NAS (network attached storage) is a network storage system for storing and managing data. NAS systems are typically used to share data across a network, but they can also be used to store and manage data on an individual computer or laptop.

Securing your home network is crucial for safeguarding your personal data and protecting your privacy. In our guide, How to Secure Your Home Network Like a Pro, we’ve laid out the essential steps for securing your home network against threats and intrusions. By following these steps, you can rest easy knowing that your home network is safe and secure.


A network is a great way to centralize all your devices and data, so that you can access it from any device. It can also make it easier to share files between devices on your home network. 

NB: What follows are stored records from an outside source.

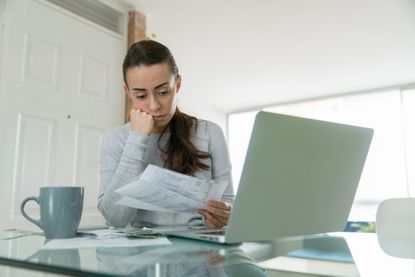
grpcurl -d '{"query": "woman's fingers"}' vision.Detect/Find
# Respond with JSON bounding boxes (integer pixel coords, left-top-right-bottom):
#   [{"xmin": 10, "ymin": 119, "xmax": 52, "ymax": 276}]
[
  {"xmin": 205, "ymin": 200, "xmax": 231, "ymax": 218},
  {"xmin": 130, "ymin": 109, "xmax": 154, "ymax": 134},
  {"xmin": 198, "ymin": 210, "xmax": 228, "ymax": 228}
]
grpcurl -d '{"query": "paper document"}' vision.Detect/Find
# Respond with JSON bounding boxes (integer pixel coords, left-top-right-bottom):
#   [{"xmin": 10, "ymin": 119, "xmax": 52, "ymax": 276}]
[
  {"xmin": 41, "ymin": 227, "xmax": 171, "ymax": 249},
  {"xmin": 115, "ymin": 165, "xmax": 228, "ymax": 212}
]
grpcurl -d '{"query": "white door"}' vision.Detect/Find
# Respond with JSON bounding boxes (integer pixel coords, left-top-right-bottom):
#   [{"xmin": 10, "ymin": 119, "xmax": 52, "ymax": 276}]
[{"xmin": 0, "ymin": 0, "xmax": 126, "ymax": 229}]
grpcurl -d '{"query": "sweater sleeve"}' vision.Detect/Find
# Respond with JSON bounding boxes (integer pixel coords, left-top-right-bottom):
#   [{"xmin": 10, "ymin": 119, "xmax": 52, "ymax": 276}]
[
  {"xmin": 209, "ymin": 123, "xmax": 235, "ymax": 204},
  {"xmin": 98, "ymin": 128, "xmax": 149, "ymax": 227}
]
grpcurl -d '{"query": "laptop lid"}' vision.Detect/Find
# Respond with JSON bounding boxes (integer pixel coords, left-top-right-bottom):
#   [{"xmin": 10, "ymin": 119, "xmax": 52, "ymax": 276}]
[
  {"xmin": 167, "ymin": 112, "xmax": 373, "ymax": 243},
  {"xmin": 225, "ymin": 112, "xmax": 373, "ymax": 243}
]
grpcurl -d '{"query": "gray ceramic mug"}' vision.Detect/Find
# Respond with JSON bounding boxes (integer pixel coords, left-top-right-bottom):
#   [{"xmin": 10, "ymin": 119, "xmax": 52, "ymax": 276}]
[{"xmin": 20, "ymin": 187, "xmax": 84, "ymax": 239}]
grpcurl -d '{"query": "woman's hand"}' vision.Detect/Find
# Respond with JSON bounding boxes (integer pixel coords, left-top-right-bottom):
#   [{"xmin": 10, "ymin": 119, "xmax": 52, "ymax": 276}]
[
  {"xmin": 198, "ymin": 200, "xmax": 231, "ymax": 229},
  {"xmin": 130, "ymin": 109, "xmax": 154, "ymax": 135}
]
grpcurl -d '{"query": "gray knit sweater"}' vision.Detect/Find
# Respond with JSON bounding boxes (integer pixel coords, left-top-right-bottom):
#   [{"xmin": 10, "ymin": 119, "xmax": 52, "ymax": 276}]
[{"xmin": 98, "ymin": 121, "xmax": 234, "ymax": 227}]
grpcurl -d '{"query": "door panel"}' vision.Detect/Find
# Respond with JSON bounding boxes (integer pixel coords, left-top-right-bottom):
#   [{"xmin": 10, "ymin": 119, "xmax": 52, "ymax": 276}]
[{"xmin": 0, "ymin": 0, "xmax": 126, "ymax": 229}]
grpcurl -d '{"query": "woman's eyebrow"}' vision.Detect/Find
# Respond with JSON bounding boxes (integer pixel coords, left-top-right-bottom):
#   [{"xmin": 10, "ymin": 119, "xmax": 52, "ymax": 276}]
[{"xmin": 131, "ymin": 82, "xmax": 169, "ymax": 92}]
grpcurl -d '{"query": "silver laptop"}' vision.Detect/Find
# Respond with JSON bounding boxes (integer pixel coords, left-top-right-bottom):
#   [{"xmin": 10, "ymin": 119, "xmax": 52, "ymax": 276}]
[{"xmin": 165, "ymin": 112, "xmax": 373, "ymax": 243}]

If you’re just starting out with a home network, we recommend using a router and Wi-Fi repeater as your first steps toward creating one. 

You’ll need a modem for internet service (and maybe cable), but after that it’s all about choosing which type of switch or extender works best for your needs.

Further Reading

Tips for Setting up a Home Network: This article provides a comprehensive guide to setting up a home network, including an overview of networking components, recommended equipment, and troubleshooting tips.

Build a Home Network: A Step-by-Step Guide: This step-by-step guide provides detailed instructions for building a home network, including choosing the right equipment, configuring network settings, and testing your setup.

Setting up a Home Network: A Complete Guide: This complete guide to setting up a home network covers everything from networking basics to advanced configuration tips.


What is a home network?

A home network is a group of electronic devices (computers, laptops, tablets, smartphones, printers, etc.) connected to each other and the internet.

Why do I need a home network?

A home network allows you to share files and internet access between devices in your household. It also provides a secure way to connect to the internet and protect your data.

What equipment do I need to set up a home network?

You will need a modem and a router to set up a home network. You may also need network cables, a switch, and a wireless access point.

How do I configure my home network?

To configure your home network, you will need to access your router’s web interface. From there, you can set up network security, wireless settings, and other configuration options.

How do I troubleshoot my home network?

If you’re experiencing issues with your home network, start by resetting your modem and router. You can also try checking cable connections, updating firmware, or contacting your internet service provider for help.